Justice sénégalaise : la tactique secrète pour écarter sonko en 2029

Justice sénégalaise : la tactique secrète pour écarter Sonko en 2029

Portrait d'Ousmane Sonko, figure politique sénégalaise

Les nominations récentes de magistrats au sommet de la justice sénégalaise réveillent les tensions politiques. L’objectif ? Préparer, selon les observateurs, l’exclusion d’Ousmane Sonko des prochaines élections présidentielles.

Le paysage judiciaire sénégalais vient de subir une refonte majeure avec la nomination de deux figures controversées : Ousmane Diagne à la tête du Conseil constitutionnel et Serigne Bassirou Guèye à l’avocat général de la Cour d’Appel de Saint-Louis. Pour l’analyste politique Mamadou Wane, surnommé « Mao », le président Bassirou Diomaye Faye manie l’art de la manœuvre en plaçant des magistrats liés à l’ancien régime dans des postes stratégiques. L’objectif affiché ? Limiter l’influence d’Ousmane Sonko en vue de 2029. Pourtant, cette stratégie pourrait se heurter à la détermination d’un peuple sénégalais habitué aux combats politiques et à un parti, le PASTEF, plus solide que jamais.

« Le chef de l’État mise sur une tactique de révisionnisme judiciaire pour écarter Sonko », explique Mamadou Wane. Selon lui, le pouvoir en place cherche à instrumentaliser la justice en plaçant des magistrats aux loyautés ambiguës. Une manœuvre risquée, car elle sous-estime la résilience d’un peuple sénégalais qui a déjà fait plier des régimes par le passé. « Les Sénégalais ne se laisseront pas faire », martèle l’analyste, rappelant que Sonko a toujours bénéficié d’un soutien populaire indéfectible, même lors des crises les plus vives.

Les tensions entre les nouveaux magistrats et Ousmane Sonko ne datent pas d’hier.
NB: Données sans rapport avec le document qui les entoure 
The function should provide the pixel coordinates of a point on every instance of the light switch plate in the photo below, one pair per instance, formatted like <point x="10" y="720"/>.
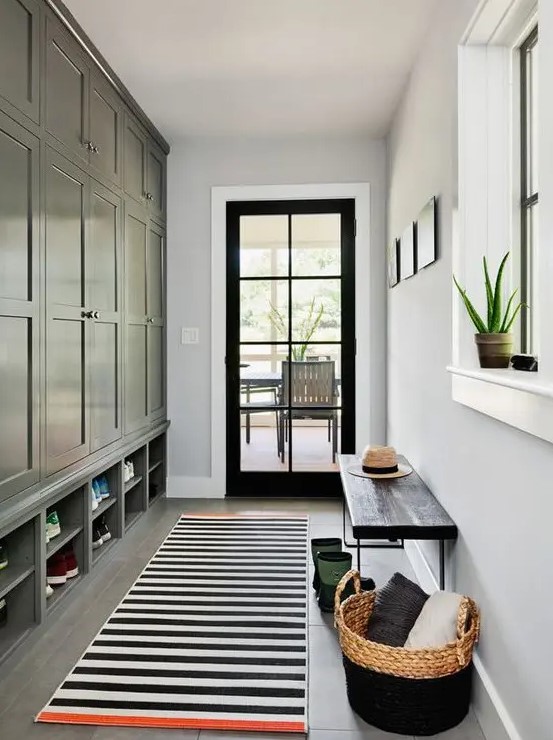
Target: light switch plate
<point x="190" y="335"/>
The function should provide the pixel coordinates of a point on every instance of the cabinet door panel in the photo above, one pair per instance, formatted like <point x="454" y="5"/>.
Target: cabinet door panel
<point x="103" y="288"/>
<point x="156" y="271"/>
<point x="135" y="264"/>
<point x="105" y="384"/>
<point x="64" y="237"/>
<point x="17" y="449"/>
<point x="19" y="308"/>
<point x="19" y="55"/>
<point x="156" y="180"/>
<point x="156" y="372"/>
<point x="105" y="130"/>
<point x="136" y="408"/>
<point x="66" y="93"/>
<point x="18" y="164"/>
<point x="66" y="392"/>
<point x="135" y="161"/>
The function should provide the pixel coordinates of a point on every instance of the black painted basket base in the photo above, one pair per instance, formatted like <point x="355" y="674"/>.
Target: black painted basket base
<point x="408" y="706"/>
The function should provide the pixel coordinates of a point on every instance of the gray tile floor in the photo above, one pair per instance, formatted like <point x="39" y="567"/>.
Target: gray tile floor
<point x="31" y="676"/>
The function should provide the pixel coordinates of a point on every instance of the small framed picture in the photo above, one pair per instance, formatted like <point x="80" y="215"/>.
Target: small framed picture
<point x="393" y="263"/>
<point x="407" y="253"/>
<point x="427" y="235"/>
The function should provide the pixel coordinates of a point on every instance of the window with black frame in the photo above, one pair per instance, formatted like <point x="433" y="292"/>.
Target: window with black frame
<point x="529" y="183"/>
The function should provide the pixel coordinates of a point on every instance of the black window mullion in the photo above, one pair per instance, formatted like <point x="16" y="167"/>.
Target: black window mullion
<point x="528" y="199"/>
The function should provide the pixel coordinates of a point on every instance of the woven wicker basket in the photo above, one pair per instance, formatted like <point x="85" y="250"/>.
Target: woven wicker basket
<point x="403" y="690"/>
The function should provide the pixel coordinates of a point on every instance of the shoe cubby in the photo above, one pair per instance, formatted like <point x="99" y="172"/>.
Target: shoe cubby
<point x="18" y="606"/>
<point x="157" y="469"/>
<point x="31" y="555"/>
<point x="105" y="527"/>
<point x="71" y="510"/>
<point x="134" y="489"/>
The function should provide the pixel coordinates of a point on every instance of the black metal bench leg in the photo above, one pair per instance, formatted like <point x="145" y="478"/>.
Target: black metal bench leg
<point x="442" y="565"/>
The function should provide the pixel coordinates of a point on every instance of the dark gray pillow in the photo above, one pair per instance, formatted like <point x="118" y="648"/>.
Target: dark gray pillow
<point x="396" y="608"/>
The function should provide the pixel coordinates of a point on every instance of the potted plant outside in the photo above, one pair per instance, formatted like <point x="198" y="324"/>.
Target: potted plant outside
<point x="306" y="328"/>
<point x="494" y="339"/>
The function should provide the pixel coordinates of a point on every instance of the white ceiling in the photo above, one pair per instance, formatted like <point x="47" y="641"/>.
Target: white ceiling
<point x="261" y="67"/>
Ousmane Diagne, ancien ministre de la Justice, a été critiqué pour sa lenteur dans le traitement des dossiers liés aux crimes politiques entre 2012 et 2024. Quant à Serigne Bassirou Guèye, il est directement visé par les accusations de Sonko, qui l’accuse d’avoir falsifié des preuves dans l’affaire du complot et du viol pour le discréditer politiquement. Une pratique inacceptable pour Mamadou Wane : « Un magistrat qui recourt à de telles méthodes n’a plus sa place dans la justice. »

Un retour en arrière vers l’ère néocoloniale ?

Pour l’observateur politique, ces nominations s’inscrivent dans une volonté de restaurer un système qu’il qualifie de « néocolonial ». Une logique de révisionnisme qui vise à marginaliser les forces patriotiques au profit d’une coalition centrée sur l’ancien pouvoir. « La rupture est consommée entre ceux qui veulent revenir à l’ordre ancien et ceux qui défendent la souveraineté nationale », déclare-t-il.

Mamadou Wane met en garde le président Faye et ses partisans : tenter d’exclure Sonko serait une erreur stratégique. « Le peuple sénégalais a prouvé qu’il sait se mobiliser. Vouloir liquider politiquement Sonko en s’appuyant sur des procédures douteuses est une illusion qui ne survivra pas à la réalité du terrain », affirme-t-il. Selon lui, la force du PASTEF et son ancrage populaire rendent toute manœuvre d’exclusion inefficace.

Le PASTEF, un parti en pleine expansion

L’engouement autour des cartes du PASTEF est un indicateur puissant de sa vitalité. « Aujourd’hui, c’est le parti le mieux structuré, le plus dynamique et celui qui bénéficie d’un leadership charismatique autour d’Ousmane Sonko », souligne Mamadou Wane. Cette organisation, couplée à un réseau militant solide, fait la différence sur le terrain.

Le politologue insiste sur la maturité démocratique acquise par les Sénégalais lors des alternances politiques de 2000 et 2012, renforcée par les trois années de lutte acharnée entre 2021 et 2024. « En 2021, le peuple n’a pas abandonné après quelques jours. Il a tenu trois ans, apprenant à résister et à faire reculer un régime, quel que soit son arsenal », rappelle-t-il. Cette expérience collective rend toute tentative d’élimination politique de Sonko d’ores et déjà vouée à l’échec.